Roxana Hadadi on the New Western
Posted on July 8, 2018 at 3:14 pm
One of the best essays about film I’ve read this year is Roxana Hadadi’s “Amid the Latest Western Genre Resurgence, ‘Lean on Pete’ and ‘The Rider’ Challenge Cowboy Masculinity in the American West” in Pajiba. She discusses several recent movies, including “Logan,” HBO’s “Westworld,” and “Hell or High Water,” but focuses on “Lean on Pete” and “The Rider.” The Western has always been the quintessential representation of the American spirit of independence, isolation, adventure, arrogance, as well as a way to explore our nation’s deepest conflicts and history of brutality and racism. And, as with most movie stories over the past century, the stories have almost always been about men and from their point of view. Hadadi writes:
The American experience has long been linked to the masculinity of the solitary cowboy, pushing the limits of the frontier. But what happens when there is nowhere left to go?
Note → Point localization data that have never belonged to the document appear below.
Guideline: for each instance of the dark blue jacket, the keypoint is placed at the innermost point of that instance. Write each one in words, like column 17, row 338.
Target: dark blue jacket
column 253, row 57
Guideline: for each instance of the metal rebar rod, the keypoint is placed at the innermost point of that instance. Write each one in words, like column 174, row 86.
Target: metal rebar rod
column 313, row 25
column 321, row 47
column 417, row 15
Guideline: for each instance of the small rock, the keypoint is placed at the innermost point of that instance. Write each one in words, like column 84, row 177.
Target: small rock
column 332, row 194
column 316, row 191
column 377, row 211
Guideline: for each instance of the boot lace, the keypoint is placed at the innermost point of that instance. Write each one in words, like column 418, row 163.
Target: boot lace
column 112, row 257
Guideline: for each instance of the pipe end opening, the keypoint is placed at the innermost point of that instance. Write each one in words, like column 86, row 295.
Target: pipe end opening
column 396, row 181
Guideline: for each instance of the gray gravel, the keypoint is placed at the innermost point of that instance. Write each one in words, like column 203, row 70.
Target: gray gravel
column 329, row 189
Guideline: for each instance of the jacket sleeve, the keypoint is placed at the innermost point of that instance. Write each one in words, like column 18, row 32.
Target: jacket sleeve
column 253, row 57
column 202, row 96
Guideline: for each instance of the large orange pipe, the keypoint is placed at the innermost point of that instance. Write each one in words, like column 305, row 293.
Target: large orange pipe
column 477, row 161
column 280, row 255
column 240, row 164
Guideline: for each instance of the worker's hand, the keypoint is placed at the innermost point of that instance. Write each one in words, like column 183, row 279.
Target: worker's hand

…Which brings us to Lean on Pete and The Rider, two films that also fit into the Western genre but are less about what the New West represents and more about what it actually is….These are stories about boys on the cusp of being men, each of whom is attempting to navigate selfhood in situations of poverty and desolation, in places where the cowboy code was once enough but isn’t anymore. Where so many Westerns focus on exploring (and romanticizing) the destructive ways that masculinity manifests, Lean on Pete and The Rider are concerned with what happens when those stereotypical markers—violence, sex, and lawlessness—are not only stripped away but are never the right choice at all. If you reject what it is to be a cowboy but you exist in the shadow of that figure, who are you?
You won’t read a better, wiser, or more goregously written essay on film this year.